Sono inoltre stati scoperti un podio di forma semicircolare e alcune aree pavimentate in pietra, che dovevano far parte di un edificio pubblico monumentale. Il ritrovamento non è del tutto casuale, dal momento che negli ultimi dieci anni la zona è stata oggetto di numerose campagne di scavo per un progetto di ricerca storico-geografica, condotto per conto dell’Albright Institute of Archaeology di Gerusalemme. “Nel corso delle prime stagioni, la parte superiore del cortile dei comandanti è stata rinvenuta a sud-ovest della Road n.66, e nello scavo attuale (condotto per conto dell’Autorità Israeliana per le Antichità) stiamo scoprendo la parte nord-orientale” – ha affermato Tepper.

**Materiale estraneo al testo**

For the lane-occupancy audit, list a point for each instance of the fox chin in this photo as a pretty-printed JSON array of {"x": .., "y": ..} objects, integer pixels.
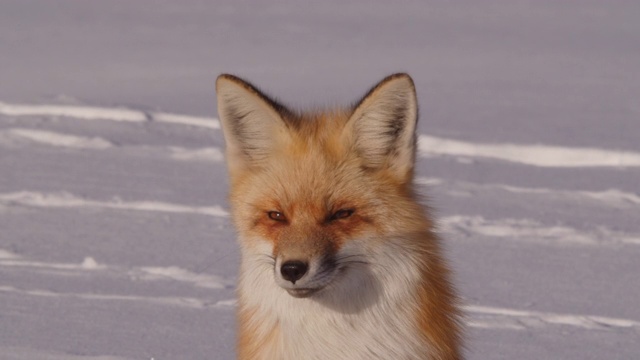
[{"x": 339, "y": 258}]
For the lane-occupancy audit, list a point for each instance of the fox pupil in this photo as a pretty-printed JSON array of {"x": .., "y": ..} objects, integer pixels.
[
  {"x": 277, "y": 216},
  {"x": 341, "y": 214}
]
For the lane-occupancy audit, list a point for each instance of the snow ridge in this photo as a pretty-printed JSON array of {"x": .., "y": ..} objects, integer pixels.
[
  {"x": 536, "y": 155},
  {"x": 104, "y": 113}
]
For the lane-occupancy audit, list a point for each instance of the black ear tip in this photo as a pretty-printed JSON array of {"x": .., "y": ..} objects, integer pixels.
[{"x": 228, "y": 77}]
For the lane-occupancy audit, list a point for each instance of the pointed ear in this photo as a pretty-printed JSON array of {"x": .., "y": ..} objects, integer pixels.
[
  {"x": 252, "y": 122},
  {"x": 382, "y": 126}
]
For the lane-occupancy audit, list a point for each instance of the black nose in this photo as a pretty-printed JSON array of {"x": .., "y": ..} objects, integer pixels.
[{"x": 293, "y": 270}]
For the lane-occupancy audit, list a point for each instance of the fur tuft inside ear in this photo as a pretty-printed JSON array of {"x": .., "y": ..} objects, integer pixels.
[
  {"x": 382, "y": 126},
  {"x": 251, "y": 121}
]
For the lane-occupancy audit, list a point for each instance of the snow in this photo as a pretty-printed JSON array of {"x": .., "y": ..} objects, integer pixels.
[{"x": 115, "y": 237}]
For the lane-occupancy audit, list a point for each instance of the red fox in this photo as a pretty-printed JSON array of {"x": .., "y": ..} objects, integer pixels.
[{"x": 339, "y": 260}]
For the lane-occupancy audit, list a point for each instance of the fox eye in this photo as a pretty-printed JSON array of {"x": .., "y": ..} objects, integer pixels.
[
  {"x": 277, "y": 216},
  {"x": 341, "y": 214}
]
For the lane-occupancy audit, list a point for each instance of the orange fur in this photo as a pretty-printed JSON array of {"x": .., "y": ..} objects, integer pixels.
[{"x": 308, "y": 167}]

L’antica base militare romana

Quella che è riemersa nei pressi di Tel Megiddo non è certo l’unica base militare romana ritrovata negli ultimi decenni in Israele, ma è di gran lunga quella di più vaste dimensioni, nonché quella abitata per un periodo di tempo maggiore. Finora, infatti, erano stati riportati alla luce solo insediamenti temporanei o piccoli accampamenti appartenenti a divisioni ausiliare. La base scoperta adesso appartiene invece alla VI Legione Romana “Ferrata”, ed è senza dubbio una delle più preziose testimonianze archeologiche di quel periodo.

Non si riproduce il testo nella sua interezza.